Agree with the "one time" part, but we must be careful with the word "overload". From the obvious lack of distortion/stretching, etc. at the fracture, it is a brittle fracture for sure.
But an overload has to be related to something, e.g., design loads or an overload for the condition of the metal/part. If a given part has a design limit of X, there is/should be a factor of safety that is applied. For steel lifting cables, the factor of safety is 5. A cable rated for a safe working load of 1,000 lb. must be able to withstand a load of 5,000 lb.
A metallurgical overload is different from a design one. A part may be manufactured way too thin by error, such that a full design load would be an overload. But a metallurgical overload condition does not consider what the design load/proof load is.
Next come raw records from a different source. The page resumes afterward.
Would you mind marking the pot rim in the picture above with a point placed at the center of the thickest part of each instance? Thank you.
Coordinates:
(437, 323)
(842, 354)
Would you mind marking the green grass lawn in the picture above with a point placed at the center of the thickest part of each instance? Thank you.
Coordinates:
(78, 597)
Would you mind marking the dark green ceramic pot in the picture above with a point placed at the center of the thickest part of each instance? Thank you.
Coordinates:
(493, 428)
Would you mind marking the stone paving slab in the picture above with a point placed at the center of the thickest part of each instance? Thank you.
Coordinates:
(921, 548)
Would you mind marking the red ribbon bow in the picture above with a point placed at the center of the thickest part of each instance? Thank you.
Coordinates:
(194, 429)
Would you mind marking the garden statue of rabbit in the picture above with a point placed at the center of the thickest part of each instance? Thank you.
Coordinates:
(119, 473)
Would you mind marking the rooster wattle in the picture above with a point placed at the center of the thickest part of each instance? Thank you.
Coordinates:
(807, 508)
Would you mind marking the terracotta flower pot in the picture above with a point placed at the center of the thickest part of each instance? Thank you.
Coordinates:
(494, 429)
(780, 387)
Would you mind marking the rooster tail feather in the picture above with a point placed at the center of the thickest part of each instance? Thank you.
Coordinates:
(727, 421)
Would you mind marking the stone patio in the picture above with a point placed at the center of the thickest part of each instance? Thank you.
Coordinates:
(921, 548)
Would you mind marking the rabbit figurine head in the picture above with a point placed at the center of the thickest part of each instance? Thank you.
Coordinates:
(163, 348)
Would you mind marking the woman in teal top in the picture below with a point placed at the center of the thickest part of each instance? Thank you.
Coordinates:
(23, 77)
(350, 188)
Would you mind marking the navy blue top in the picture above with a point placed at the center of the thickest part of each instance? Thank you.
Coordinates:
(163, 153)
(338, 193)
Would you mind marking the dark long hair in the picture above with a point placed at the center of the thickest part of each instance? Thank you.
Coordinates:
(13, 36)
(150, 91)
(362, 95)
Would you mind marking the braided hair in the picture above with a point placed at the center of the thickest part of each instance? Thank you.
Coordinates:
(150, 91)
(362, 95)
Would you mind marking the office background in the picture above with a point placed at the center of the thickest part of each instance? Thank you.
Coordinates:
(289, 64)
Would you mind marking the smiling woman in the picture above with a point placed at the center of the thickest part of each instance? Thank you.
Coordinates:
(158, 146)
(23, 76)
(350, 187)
There are brittle fractures, ductile fractures, fatigue fractures, stress corrosion fractures, corrosion fatigue fractures, etc. Overload fractures, also called gross overload fractures, are either ductile or brittle, or some combination of each. So far the visual evidence of these latest forks indicates a brittle overload fracture. It means that for whatever reason, the applied load/stress exceeded the material's ability to withstand it.
Some of the factors which can cause an overload fracture include things which concentrate stresses, such as threads, holes, casting porosity, excessive surface roughness, and other casting problems.
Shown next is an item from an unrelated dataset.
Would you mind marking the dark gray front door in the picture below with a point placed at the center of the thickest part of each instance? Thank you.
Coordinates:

In a tough material, such as nuke submarine hulls and nuke power reactor pressure vessels, an overload fracture usually involves a lot of physical distortion, bending, stretching, etc., and the actual fracture mode is known as shear. In a brittle material, the mode is not shear, but is cleavage right thru the individual grains of metal, along certain atomic planes. There is little or no physical distortion involved.
Both of these fracture modes are known as transgranular (thru the grain), while fractures involving hydrogen are usually intergranular (between the grains)--almost certainly not the case for these forks.
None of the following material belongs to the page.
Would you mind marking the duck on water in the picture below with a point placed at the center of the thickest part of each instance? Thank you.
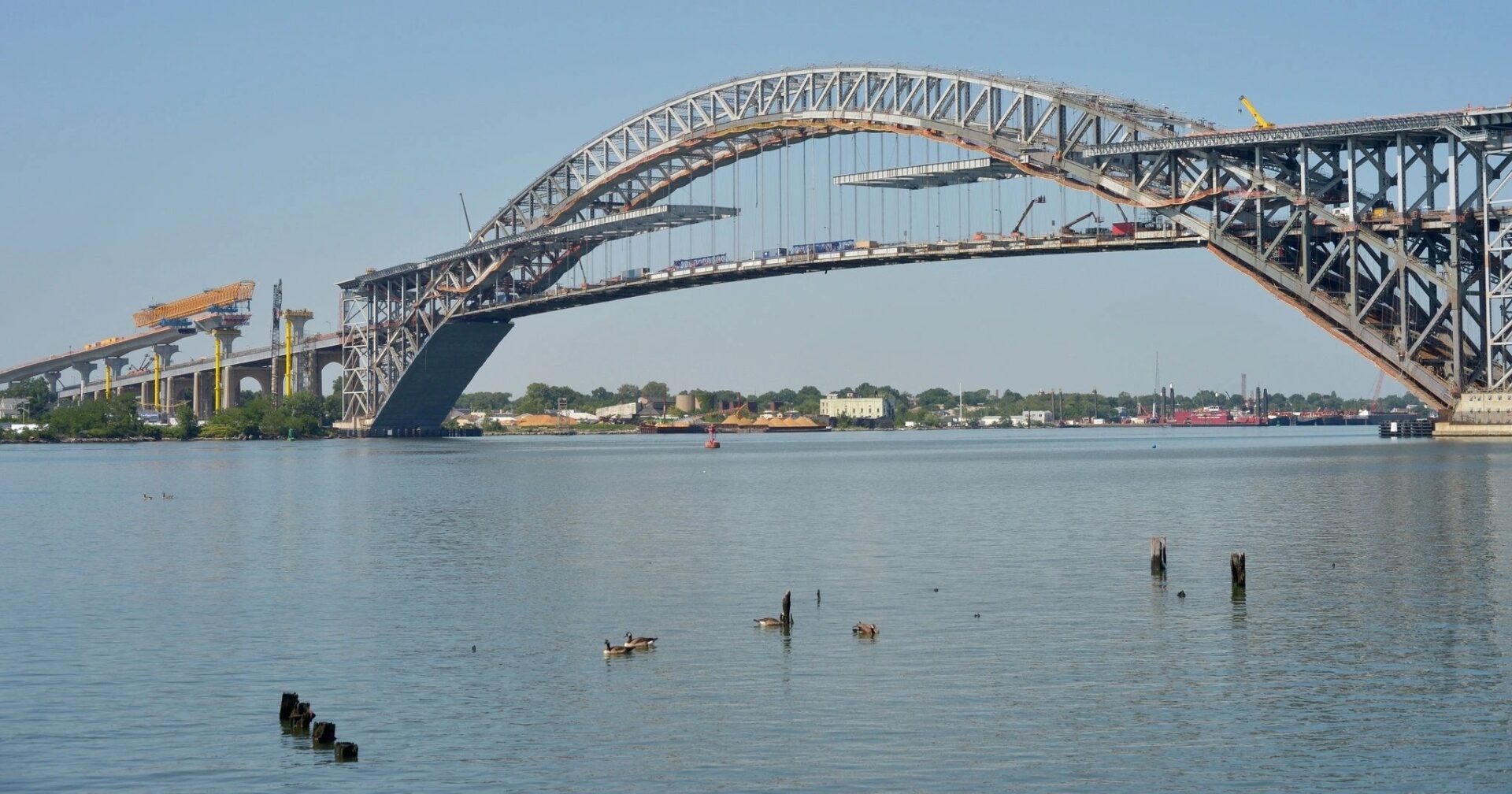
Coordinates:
(785, 619)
So, what we appear to have is a one-time, brittle overload fracture, but of course that does not explain why it occurred. Did a small bump in the road raise the local stress at some casting defect beyond a critical crack-initiation level? A tough material would likely be able to handle high local stresses because it plastically yields a bit, whereas a brittle material could not yield. When a critical stress level is reached in a brittle material, sudden fracture occurs. The speed of such fractures has been estimated at a mile per second in long steel pipelines when the temperature decreased below the tough/brittle transition temp.--aka ductile/brittle trans. temp.
Alum. doesn't have steel-like transition temps., so the riding temp. isn't an issue here.
BTW, finished the camping trip--too many bugs, including biting horse flies. Tried OFF!, a little help but not enough. Guess I'm getting soft--but NOT brittle!